Als Geschichtenerzähler können wir Räume öffnen und Empathie stiften. Vielleicht kann ja dann auch ein „Tatort“ zumindest bei manchem eine Tür öffnen. Ich bin gespannt, wie die Geschichte gelesen werden wird.

„Angst kann bekanntlich lähmen oder zum Handeln animieren“

Statement von Johanna Götting

Leonie Mewes ist eine Überfliegerin. Zenaida ist für sie eine Art Role Model, eine Schwester im Geiste. Schwester? Oder doch eher eine Geliebte? Denn eifersüchtig ist sie schon, als sie hört, wie nahe sich Zenaida und Klara standen. Aber Mund abputzen, weitermachen. Die Sache ist zu wichtig, also der Kampf gegen den Klimawandel, gegen Greenwashing, gegen eine verlogene Politik und gegen deren Handlanger, die Polizei, die mit Schmerzgriffen und Tränengas ihre Demos auflöst.
Diesen Borowski, der auf einer Versammlung am Strand auftaucht, den könnte man für die Bewegung gebrauchen.

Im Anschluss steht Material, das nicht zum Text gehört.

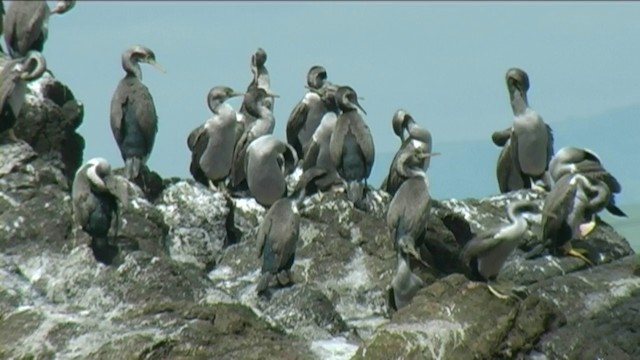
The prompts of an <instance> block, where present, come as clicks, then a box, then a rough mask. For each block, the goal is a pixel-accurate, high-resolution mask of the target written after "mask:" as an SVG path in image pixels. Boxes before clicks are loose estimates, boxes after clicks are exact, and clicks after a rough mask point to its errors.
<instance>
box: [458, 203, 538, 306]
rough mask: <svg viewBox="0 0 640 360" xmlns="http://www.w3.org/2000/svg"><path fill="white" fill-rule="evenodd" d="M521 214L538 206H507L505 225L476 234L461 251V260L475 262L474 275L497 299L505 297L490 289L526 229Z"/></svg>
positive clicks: (520, 240)
mask: <svg viewBox="0 0 640 360" xmlns="http://www.w3.org/2000/svg"><path fill="white" fill-rule="evenodd" d="M525 212H539V209H538V206H537V205H536V204H535V203H534V202H532V201H529V200H520V201H514V202H511V203H509V205H508V206H507V216H508V217H509V221H510V223H509V224H505V225H500V226H497V227H494V228H492V229H489V230H487V231H483V232H480V233H479V234H476V235H475V236H474V238H473V239H471V240H470V241H469V242H468V243H467V244H466V245H465V246H464V248H463V249H462V253H461V256H462V259H463V261H464V262H465V264H469V262H471V260H472V259H475V260H476V263H477V269H476V270H477V272H478V274H479V275H480V276H481V277H482V278H483V279H484V280H485V281H487V286H488V287H489V291H490V292H491V293H492V294H493V295H495V296H497V297H499V298H501V299H507V298H509V296H507V295H505V294H502V293H500V292H499V291H497V290H496V289H494V288H493V287H492V283H494V282H495V280H496V278H497V276H498V273H499V272H500V269H502V266H503V265H504V263H505V261H506V260H507V258H508V257H509V255H510V254H511V253H512V252H513V251H514V250H515V249H516V248H517V247H518V245H519V244H520V241H521V240H522V237H523V236H524V233H525V232H526V231H527V229H528V228H529V219H527V218H525V217H523V216H522V215H523V213H525Z"/></svg>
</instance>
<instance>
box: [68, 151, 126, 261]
mask: <svg viewBox="0 0 640 360" xmlns="http://www.w3.org/2000/svg"><path fill="white" fill-rule="evenodd" d="M111 176H112V173H111V166H110V165H109V163H108V162H107V160H105V159H103V158H93V159H91V160H89V161H88V162H87V163H86V164H85V165H83V166H82V167H80V169H78V171H77V172H76V176H75V178H74V180H73V186H72V189H71V199H72V206H73V220H74V224H75V227H74V233H75V232H76V231H77V229H78V228H81V229H82V230H84V231H85V232H86V233H87V234H89V235H90V236H91V237H92V248H93V250H94V254H95V255H96V258H97V259H98V260H100V261H103V262H106V261H105V260H106V259H105V258H101V255H99V254H101V253H103V255H102V256H105V255H104V252H105V251H110V248H112V247H113V246H112V245H109V241H108V237H107V236H108V234H109V230H110V229H111V226H112V222H113V219H114V217H115V218H116V224H115V226H116V230H117V226H118V220H117V215H118V200H120V201H123V202H125V201H126V196H125V195H120V192H118V191H117V190H116V188H115V186H113V185H111V184H112V182H111V181H110V180H111ZM123 198H124V199H123ZM116 236H117V235H116ZM111 251H113V250H111ZM106 256H108V255H106Z"/></svg>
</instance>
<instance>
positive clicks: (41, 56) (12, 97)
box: [0, 51, 47, 142]
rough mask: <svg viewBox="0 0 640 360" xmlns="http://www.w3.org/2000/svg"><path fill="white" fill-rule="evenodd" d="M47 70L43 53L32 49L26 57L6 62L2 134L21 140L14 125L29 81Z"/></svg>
mask: <svg viewBox="0 0 640 360" xmlns="http://www.w3.org/2000/svg"><path fill="white" fill-rule="evenodd" d="M46 70H47V62H46V60H45V58H44V56H42V54H41V53H39V52H37V51H31V52H29V53H28V54H27V56H26V57H24V58H18V59H13V60H9V61H7V62H5V64H4V66H3V68H2V71H0V134H6V135H7V138H8V139H9V140H10V141H13V142H17V141H19V140H18V138H17V137H16V135H15V133H14V131H13V127H14V126H15V124H16V122H17V121H18V116H20V111H21V110H22V106H23V105H24V102H25V96H26V94H27V82H28V81H33V80H35V79H38V78H39V77H40V76H42V74H44V72H45V71H46Z"/></svg>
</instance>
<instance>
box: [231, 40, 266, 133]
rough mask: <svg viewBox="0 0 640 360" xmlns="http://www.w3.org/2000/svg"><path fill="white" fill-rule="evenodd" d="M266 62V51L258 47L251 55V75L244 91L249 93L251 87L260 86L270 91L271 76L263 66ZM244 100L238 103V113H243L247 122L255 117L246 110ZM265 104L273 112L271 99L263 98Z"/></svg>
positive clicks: (258, 86) (257, 86) (250, 65)
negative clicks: (250, 77) (238, 108)
mask: <svg viewBox="0 0 640 360" xmlns="http://www.w3.org/2000/svg"><path fill="white" fill-rule="evenodd" d="M266 62H267V52H266V51H265V50H264V49H263V48H258V49H257V50H256V51H255V52H254V53H253V54H252V55H251V63H250V68H251V74H252V75H253V77H252V78H251V82H250V83H249V86H248V87H247V91H246V92H245V93H249V91H250V90H251V89H254V88H261V89H264V90H265V91H266V92H267V93H270V92H271V77H270V76H269V71H268V70H267V67H266V66H265V63H266ZM246 103H247V102H246V101H243V102H242V104H241V105H240V110H239V111H238V112H239V113H241V114H243V115H244V116H246V117H247V122H249V123H250V122H252V121H253V120H254V118H255V115H254V114H253V113H252V112H249V111H247V109H246ZM264 103H265V106H266V107H267V108H268V109H269V110H271V112H273V99H264Z"/></svg>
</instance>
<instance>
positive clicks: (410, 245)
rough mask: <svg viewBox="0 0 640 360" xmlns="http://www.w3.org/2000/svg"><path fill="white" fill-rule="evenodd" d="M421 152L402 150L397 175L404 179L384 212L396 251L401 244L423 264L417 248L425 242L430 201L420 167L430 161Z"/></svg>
mask: <svg viewBox="0 0 640 360" xmlns="http://www.w3.org/2000/svg"><path fill="white" fill-rule="evenodd" d="M430 156H431V154H429V153H427V152H426V151H425V150H424V148H422V149H410V148H408V147H406V148H404V149H403V150H402V153H401V154H400V156H399V158H398V162H397V165H398V171H399V173H400V174H401V175H402V176H403V177H404V178H405V179H406V180H405V181H404V182H403V183H402V185H401V186H400V188H399V189H398V191H397V192H396V193H395V195H394V196H393V198H392V199H391V202H390V203H389V207H388V209H387V226H388V227H389V231H390V234H391V239H393V241H394V245H395V247H396V249H397V247H398V244H399V243H400V242H407V244H406V246H405V248H406V249H408V250H406V251H407V252H408V253H409V254H410V255H413V256H414V257H415V258H416V259H418V260H420V261H422V258H421V257H420V254H419V253H418V251H417V250H416V246H417V245H418V244H419V243H421V242H422V241H423V240H424V235H425V233H426V230H427V224H428V223H429V217H430V215H431V197H430V196H429V183H428V180H427V175H426V174H425V172H424V170H423V169H422V168H421V167H420V165H421V164H422V163H423V161H424V159H426V158H428V157H430Z"/></svg>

Der denkt richtig, auch wenn er ein bisschen old school daherkommt. Trotzdem: Für blindes Vertrauen ist Leonie zu klug. Bevor sie in sein Auto steigt, fotografiert sie sein Nummernschild. Aber manchmal ist Leonies kindliches Herz ihrem glasklaren Verstand einen Schritt voraus. Denn die leidenschaftliche Solidarität innerhalb der Bewegung birgt auch Gefahren. Und der gute Borowski ist wirklich gut, auch wenn er ein Bulle ist.

Dass die Klimakrise uns alle betrifft, ist ja den meisten mittlerweile klar. Doch wie viel sie uns beschäftigt, welche Gefühle dabei aufkommen und wie man über sie spricht, unterscheidet sich meines Erachtens je nach Generation noch stark.

Was mir in meiner Generation immer wieder auffällt, ist die Allgegenwärtigkeit des Themas. Man erzählt vom Urlaub und erwähnt nebenbei mit einem ganz mulmigen Gefühl im Bauch, dass man es „ja auch schlimm gefunden hätte zu fliegen“ und man es „ja eigentlich nicht mehr rechtfertigen könne“ und wechselt dann schnell das Thema, denn das Gefühl der Klimaangst ist groß und wiegt schwer. Und Angst kann bekanntlich lähmen oder zum Handeln animieren, wie es bei Leonie Mewes hier der Fall ist. Als junger Mensch setzt sie sich bereits täglich, stündlich mit einem Thema, einem Krisenzustand auseinander, was immer wieder die Labilität der menschlichen, allumfassenden Existenz hervorhebt und somit auch existenzielle Ängste hervorrufen kann.

Was mich an Leonie schon beim ersten Lesen des Drehbuchs wahnsinnig beeindruckt und gleichzeitig sehr zum Nachdenken gebracht hat, war, dass sie auf den ersten Blick eine starke, klare, feste und eher kalte Haltung vermittelt und man erst, wenn man sich etwas näher mit ihren eigentlichen, unterdrückten Gefühlen beschäftigt, auf eine tiefe Einsamkeit und den immer wieder aufkommenden Schmerz, belogen, benutzt und hintergangen zu werden trifft. Diese Abwesenheit an Nähe und Freundschaft sucht und findet sie, wie so viele von uns heutzutage auch, online über die Sozialen Netzwerke, wobei hier - im Film als auch im echten Leben - doch auch immer wieder die Frage ist, inwiefern Online-Freundschaften einer Einsamkeit im echten Leben wirklich entgegenwirken können und wie verlässlich und vertrauenswürdig jene Apps letztendlich sind.